Insurance requirement changes
The bulletin also updates master property insurance standards for condos, PUDs, and cooperatives — mostly in ways that help buildings currently shut out of lending.
[Expanded eligibility] More ways to prove adequate insurance coverage Effective immediately
Lenders can now accept Guaranteed Replacement Cost (GRC) and Extended Replacement Cost (ERC) estimates to prove coverage sufficiency. Buildings previously flagged as ineligible due to this issue are being returned to eligibility.
[Expanded eligibility] Inflation guard and replacement cost requirements relaxed Effective immediately
Inflation guard coverage is no longer required on master policies, and roofs can now be insured on an actual cash value basis rather than full replacement cost. These changes will restore lending eligibility to buildings previously blocked due to these specific coverage gaps.
[Review warning] Per-unit deductible cap of $50,000 introduced Effective immediately
A new hard cap means per-unit deductibles for any peril may not exceed $50,000. This new flat limit could make it harder for some high-value or high-risk properties to find compliant insurance coverage.
What should you do now?
If you are buying a condo, talk to your lender about whether the project has been reviewed and whether it will need a full review under the new rules — especially for loans applied for after August 3, 2026. Build extra time into your timeline.
If you own a condo, check in with your HOA board about your building's reserve fund level and whether it will meet the new 15% threshold by January 2027. Raising dues or reallocating the budget may require an owner vote, so the sooner those conversations start, the better.

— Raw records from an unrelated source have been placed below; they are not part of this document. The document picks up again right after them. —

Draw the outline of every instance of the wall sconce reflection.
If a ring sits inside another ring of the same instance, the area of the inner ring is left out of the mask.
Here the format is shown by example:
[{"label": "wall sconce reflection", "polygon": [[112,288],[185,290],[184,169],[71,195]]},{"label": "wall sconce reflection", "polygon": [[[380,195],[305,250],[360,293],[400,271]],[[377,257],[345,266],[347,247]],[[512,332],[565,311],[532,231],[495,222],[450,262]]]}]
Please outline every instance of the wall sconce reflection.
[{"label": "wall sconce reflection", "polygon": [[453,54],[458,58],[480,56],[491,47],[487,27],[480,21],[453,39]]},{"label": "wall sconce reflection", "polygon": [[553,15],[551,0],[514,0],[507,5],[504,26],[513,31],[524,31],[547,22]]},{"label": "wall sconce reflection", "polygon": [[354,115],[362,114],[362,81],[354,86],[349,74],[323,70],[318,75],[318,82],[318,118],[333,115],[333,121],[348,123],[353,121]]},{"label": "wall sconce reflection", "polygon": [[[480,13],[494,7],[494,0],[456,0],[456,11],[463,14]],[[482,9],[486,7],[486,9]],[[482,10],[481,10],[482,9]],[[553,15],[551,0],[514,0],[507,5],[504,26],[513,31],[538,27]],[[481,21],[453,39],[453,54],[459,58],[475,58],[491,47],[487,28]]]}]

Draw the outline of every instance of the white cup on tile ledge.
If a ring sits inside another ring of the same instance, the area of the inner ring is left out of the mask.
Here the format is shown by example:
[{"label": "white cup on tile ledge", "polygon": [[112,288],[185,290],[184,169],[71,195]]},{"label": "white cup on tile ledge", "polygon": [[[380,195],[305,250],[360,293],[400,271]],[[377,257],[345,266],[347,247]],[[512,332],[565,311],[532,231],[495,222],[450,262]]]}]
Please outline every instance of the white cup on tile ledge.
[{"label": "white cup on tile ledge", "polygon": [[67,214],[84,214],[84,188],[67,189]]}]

If you are in Florida or are an investor, the changes removing mandatory PERS review and the 50% owner-occupancy threshold are good news — more projects and loan types should now be eligible for financing.
Disclaimer: This post summarizes key changes from Fannie Mae/Freddie Mac Bulletin 2026-C / LL202603 for general informational purposes. It is not legal or financial advice. Always consult a qualified mortgage professional or housing counselor for guidance specific to your situation.